Identity Unknown is not a book of art criticism, so much as a critical exploration of what constitutes a creative life. The joys and perils of that life are something that Seaman knows herself, both as a writer and as the daughter of an artist, Elayne Seaman. She understands the discipline and sacrifice required to live an attentive life, how one must balance “the required solitary communion as well as communal support” while making art, especially as a woman. Seaman also understands that for these women, “their allegiance to art brought impetus, direction, order, and meaning to their lives, and their quests reveal that as much as creativity pulls you into your deepest self, it also connects you to the universal aspects of the human experience, from love to fear, anguish to joy, confusion to revelation.”

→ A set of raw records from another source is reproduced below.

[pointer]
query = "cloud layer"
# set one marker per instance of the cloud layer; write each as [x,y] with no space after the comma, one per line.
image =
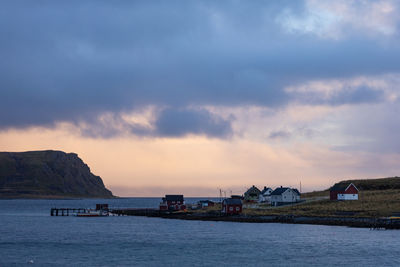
[77,61]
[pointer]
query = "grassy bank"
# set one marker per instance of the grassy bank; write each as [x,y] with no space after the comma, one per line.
[374,203]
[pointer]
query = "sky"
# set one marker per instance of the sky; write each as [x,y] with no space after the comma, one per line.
[167,97]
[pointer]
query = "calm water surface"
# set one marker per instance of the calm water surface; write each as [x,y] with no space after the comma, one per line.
[28,232]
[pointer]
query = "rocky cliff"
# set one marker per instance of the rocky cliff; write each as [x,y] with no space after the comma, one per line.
[48,173]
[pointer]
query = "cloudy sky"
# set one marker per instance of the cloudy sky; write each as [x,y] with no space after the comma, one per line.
[192,96]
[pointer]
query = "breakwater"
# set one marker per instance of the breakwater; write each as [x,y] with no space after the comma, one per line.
[366,222]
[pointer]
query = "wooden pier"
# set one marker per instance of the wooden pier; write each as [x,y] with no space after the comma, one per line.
[67,211]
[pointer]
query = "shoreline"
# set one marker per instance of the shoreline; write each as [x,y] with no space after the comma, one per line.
[359,222]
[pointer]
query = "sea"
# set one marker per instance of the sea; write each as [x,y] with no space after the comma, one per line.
[29,236]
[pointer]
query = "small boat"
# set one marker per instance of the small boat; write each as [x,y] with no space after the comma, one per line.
[93,213]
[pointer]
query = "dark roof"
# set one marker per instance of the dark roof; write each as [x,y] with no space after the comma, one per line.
[265,189]
[173,197]
[296,191]
[253,189]
[232,201]
[341,186]
[206,201]
[279,190]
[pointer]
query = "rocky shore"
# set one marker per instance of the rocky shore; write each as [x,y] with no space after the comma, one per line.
[373,223]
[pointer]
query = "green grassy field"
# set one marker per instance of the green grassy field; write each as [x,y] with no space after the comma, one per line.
[377,198]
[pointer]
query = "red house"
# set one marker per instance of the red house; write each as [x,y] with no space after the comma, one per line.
[342,191]
[232,206]
[173,203]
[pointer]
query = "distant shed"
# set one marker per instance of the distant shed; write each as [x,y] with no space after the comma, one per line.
[232,206]
[342,191]
[173,203]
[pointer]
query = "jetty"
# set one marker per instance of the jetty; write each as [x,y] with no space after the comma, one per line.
[67,211]
[361,222]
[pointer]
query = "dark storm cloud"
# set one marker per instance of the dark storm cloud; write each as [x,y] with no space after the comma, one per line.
[71,61]
[169,122]
[177,123]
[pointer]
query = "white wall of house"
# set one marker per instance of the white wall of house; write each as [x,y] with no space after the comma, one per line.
[288,196]
[347,196]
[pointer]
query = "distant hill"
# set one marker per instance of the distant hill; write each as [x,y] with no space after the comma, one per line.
[375,184]
[48,174]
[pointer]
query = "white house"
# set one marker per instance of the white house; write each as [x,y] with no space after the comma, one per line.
[265,195]
[344,191]
[284,195]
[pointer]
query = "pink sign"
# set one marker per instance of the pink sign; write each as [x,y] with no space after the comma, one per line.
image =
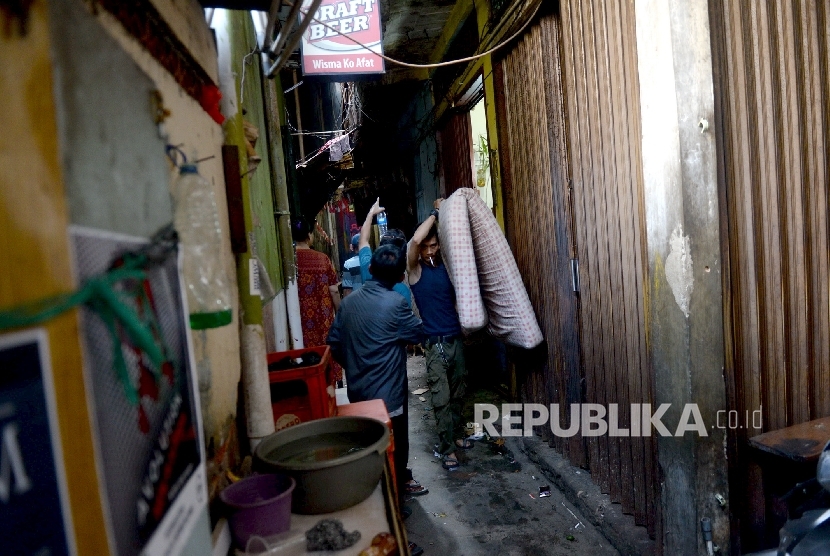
[328,52]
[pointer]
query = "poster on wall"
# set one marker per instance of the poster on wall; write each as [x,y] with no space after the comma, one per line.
[329,45]
[35,517]
[147,422]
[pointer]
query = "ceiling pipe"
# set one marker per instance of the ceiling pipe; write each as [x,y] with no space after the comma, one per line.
[271,22]
[285,30]
[295,37]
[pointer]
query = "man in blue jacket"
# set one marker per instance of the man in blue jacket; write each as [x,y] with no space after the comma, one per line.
[369,338]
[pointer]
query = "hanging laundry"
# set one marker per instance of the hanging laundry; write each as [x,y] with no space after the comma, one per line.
[339,146]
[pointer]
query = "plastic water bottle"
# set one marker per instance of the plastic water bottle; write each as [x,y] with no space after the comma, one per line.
[382,222]
[200,241]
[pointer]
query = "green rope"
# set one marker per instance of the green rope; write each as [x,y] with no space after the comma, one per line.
[99,295]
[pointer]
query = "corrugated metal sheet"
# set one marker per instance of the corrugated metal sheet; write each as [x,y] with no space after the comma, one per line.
[585,127]
[603,114]
[772,83]
[456,136]
[536,189]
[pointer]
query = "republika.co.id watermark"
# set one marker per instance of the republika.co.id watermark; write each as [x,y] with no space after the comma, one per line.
[591,419]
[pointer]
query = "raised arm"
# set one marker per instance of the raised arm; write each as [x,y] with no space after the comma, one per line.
[366,229]
[413,251]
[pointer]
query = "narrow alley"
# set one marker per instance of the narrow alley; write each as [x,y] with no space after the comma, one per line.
[492,504]
[606,224]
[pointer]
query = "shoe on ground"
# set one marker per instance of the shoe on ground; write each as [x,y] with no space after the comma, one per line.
[414,488]
[450,464]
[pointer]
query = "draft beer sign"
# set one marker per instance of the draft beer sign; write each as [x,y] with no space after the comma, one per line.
[329,45]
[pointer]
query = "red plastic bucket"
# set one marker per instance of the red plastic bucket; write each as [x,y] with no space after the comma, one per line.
[260,505]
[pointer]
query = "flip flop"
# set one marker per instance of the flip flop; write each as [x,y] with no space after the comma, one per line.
[414,488]
[465,444]
[450,464]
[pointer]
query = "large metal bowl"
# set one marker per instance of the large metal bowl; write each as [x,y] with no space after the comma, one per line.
[336,462]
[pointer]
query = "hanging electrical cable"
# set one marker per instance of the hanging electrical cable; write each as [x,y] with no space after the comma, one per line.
[308,18]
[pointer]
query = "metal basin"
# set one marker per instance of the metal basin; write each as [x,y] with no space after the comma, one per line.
[336,462]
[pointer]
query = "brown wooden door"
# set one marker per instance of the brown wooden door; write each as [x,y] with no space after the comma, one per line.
[772,84]
[573,188]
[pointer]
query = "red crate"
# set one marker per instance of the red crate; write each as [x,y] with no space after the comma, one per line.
[302,394]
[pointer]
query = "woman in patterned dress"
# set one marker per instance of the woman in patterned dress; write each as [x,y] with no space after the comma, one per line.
[318,287]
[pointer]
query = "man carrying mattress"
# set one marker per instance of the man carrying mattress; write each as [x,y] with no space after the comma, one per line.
[446,371]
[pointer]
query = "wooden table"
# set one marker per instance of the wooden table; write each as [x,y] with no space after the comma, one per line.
[800,443]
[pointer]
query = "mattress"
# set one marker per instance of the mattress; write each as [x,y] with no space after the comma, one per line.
[488,287]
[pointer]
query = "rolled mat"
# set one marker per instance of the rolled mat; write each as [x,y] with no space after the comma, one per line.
[488,287]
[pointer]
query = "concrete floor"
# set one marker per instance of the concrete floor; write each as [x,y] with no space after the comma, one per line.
[491,505]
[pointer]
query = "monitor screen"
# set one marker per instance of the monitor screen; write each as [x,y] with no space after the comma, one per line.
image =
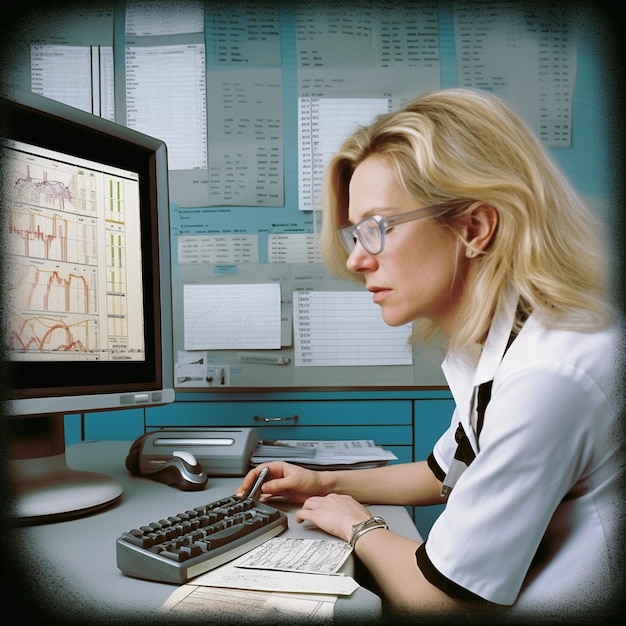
[86,317]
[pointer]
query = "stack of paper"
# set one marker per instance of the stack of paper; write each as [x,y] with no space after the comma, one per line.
[328,454]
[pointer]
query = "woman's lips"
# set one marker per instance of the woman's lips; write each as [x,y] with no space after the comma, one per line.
[379,294]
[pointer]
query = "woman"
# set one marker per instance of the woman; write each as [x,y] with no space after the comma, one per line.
[453,216]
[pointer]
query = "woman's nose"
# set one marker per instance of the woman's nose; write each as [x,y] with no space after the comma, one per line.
[360,259]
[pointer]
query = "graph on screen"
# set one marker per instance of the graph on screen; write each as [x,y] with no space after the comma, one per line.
[73,291]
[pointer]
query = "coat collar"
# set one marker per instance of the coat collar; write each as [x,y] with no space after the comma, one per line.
[464,374]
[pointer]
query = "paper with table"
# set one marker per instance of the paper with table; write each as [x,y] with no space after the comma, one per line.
[285,576]
[327,454]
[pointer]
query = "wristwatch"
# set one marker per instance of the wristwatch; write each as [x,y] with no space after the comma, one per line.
[358,530]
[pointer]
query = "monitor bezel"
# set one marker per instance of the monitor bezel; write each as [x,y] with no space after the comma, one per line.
[49,124]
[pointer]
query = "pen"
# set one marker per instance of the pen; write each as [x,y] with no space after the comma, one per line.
[257,485]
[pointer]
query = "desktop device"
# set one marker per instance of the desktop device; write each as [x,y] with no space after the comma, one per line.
[220,451]
[86,315]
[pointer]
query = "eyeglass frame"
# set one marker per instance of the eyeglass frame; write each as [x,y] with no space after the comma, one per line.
[350,234]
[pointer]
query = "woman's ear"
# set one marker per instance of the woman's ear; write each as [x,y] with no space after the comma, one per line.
[480,227]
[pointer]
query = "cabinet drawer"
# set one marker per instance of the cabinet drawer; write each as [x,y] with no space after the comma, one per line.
[261,414]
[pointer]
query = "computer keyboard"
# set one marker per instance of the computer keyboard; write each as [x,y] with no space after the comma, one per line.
[178,548]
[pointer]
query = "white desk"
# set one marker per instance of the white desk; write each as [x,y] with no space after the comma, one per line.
[73,562]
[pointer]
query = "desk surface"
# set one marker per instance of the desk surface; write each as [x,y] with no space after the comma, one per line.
[74,561]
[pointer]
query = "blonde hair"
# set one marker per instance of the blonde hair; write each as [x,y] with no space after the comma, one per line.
[459,143]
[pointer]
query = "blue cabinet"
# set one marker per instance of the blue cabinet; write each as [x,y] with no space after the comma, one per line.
[408,423]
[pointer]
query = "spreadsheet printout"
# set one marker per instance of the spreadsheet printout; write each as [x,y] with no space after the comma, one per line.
[345,328]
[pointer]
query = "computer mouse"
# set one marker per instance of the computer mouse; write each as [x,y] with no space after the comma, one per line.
[181,470]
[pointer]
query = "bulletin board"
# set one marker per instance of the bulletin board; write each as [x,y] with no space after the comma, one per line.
[252,102]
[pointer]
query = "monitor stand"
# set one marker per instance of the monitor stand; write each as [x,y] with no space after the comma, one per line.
[45,488]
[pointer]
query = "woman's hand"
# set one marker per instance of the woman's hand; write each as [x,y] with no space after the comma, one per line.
[292,482]
[335,514]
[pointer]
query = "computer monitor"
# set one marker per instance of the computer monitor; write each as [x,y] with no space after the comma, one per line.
[85,269]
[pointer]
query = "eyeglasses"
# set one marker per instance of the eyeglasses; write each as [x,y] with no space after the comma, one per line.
[370,232]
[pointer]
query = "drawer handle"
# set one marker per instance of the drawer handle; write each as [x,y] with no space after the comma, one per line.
[258,418]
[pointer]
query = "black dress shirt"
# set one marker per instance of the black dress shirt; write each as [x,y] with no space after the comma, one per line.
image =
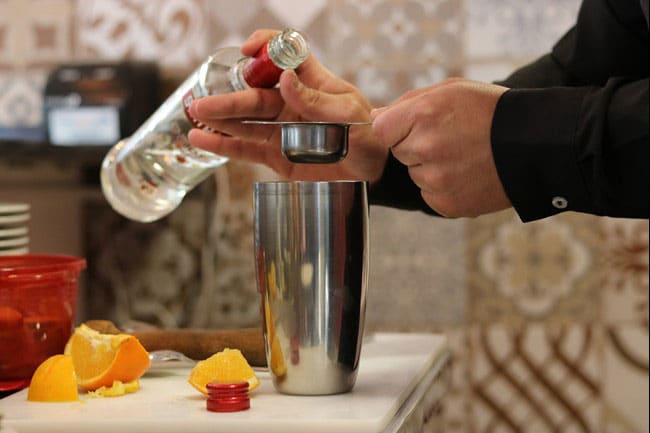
[571,134]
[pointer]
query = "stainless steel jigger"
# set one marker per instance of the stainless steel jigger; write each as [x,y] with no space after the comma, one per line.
[312,142]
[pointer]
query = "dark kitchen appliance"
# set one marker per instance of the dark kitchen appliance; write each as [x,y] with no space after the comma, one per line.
[97,104]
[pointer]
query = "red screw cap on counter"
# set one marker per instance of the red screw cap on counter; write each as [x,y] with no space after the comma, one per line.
[228,397]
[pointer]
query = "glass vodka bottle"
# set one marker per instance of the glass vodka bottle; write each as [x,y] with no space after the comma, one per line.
[145,176]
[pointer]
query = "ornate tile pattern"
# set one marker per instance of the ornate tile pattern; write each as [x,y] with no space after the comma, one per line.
[21,100]
[535,378]
[548,321]
[545,270]
[387,48]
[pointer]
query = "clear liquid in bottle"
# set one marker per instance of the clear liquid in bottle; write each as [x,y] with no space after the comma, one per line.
[146,176]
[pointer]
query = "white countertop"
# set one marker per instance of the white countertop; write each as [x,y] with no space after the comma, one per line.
[392,371]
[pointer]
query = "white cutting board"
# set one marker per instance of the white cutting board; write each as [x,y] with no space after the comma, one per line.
[391,366]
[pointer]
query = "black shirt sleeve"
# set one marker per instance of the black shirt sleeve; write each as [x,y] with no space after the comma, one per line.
[572,133]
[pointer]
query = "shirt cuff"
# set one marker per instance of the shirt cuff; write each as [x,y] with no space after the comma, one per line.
[533,136]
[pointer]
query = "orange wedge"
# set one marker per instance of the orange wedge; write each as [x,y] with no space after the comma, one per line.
[54,380]
[227,366]
[101,359]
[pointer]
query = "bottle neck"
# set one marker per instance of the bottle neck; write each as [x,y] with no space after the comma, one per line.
[260,70]
[285,51]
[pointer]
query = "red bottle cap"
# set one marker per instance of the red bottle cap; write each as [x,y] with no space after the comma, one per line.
[228,397]
[261,71]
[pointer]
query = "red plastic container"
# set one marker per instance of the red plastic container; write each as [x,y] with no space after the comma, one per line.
[38,301]
[228,397]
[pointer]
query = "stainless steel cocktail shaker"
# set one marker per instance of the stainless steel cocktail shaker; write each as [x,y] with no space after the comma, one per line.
[312,247]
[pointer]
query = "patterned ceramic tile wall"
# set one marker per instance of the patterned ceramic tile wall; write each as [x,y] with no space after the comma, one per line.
[548,321]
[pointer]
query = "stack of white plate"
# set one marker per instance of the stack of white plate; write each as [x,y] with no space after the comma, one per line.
[14,233]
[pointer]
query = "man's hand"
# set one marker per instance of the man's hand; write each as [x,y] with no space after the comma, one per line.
[311,93]
[442,133]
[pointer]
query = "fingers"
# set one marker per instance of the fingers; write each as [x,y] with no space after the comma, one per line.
[258,103]
[392,124]
[256,40]
[231,147]
[317,105]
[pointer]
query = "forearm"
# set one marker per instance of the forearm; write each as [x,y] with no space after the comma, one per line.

This struggle intensified in the life of Lois Mailou James, who contended not just with sexism in the art world, but also with racism as a woman of color. In order for James’ work to be accepted on its own merit, she had to submit her paintings to galleries through another person, thus hiding her identity. Early in her career, it was only in Paris that James could be seen as the brilliant artist she was, and not simply as a black woman who happened to paint. Of that period in her life, James said, “It was something that was just unbelievable, a Negro girl being offered this beautiful studio.” This was in 1937. Later, as success came to James and she was recognized as “an important historic link in a path-breaking generation of black American artists,” she rejected what she considered a marginal label, telling her students at Howard University: “Talent is the basis for your career as an artist, but hard work determines your success.”
In a country where whole industries of iconography have been built around Georgia O’Keeffe and Frieda Kahlo, Identity Unknown reminds us that we don’t need to limit ourselves to the small handful of women that the dominant culture actually honors — that there are other artists to love. When I first opened this book, I knew of only one of these seven women; that was Louise Nevelson, a favorite of my grandmother, who often quoted her as saying, “Every room needs at least one moment of black.” For me, that exhortation was meant to encourage us toward daring acts of depth. Identity Unknown is full of them.
In one of Lenore Tawney’s notebooks, she quotes Rilke: “Works of art are always the result of having been in danger.” Donna Seaman has written a dangerous book about dangerous women who were dangerous because they dared to be themselves.
Not only did I not want this revelation of a book to end, I did not want these women’s lives to end — I found myself dreading the end of Seaman’s portrait of each artist. Identity Unknown is a credo to creativity, to lives lived large without apology. In Seaman’s hands, these artists’ magnificent offerings of sculptures, paintings, portraits, collages, and tapestries return to life and inhabit anew our imaginations. In this way, Seaman creates an artistic afterlife for seven women artists whom we can no longer forget.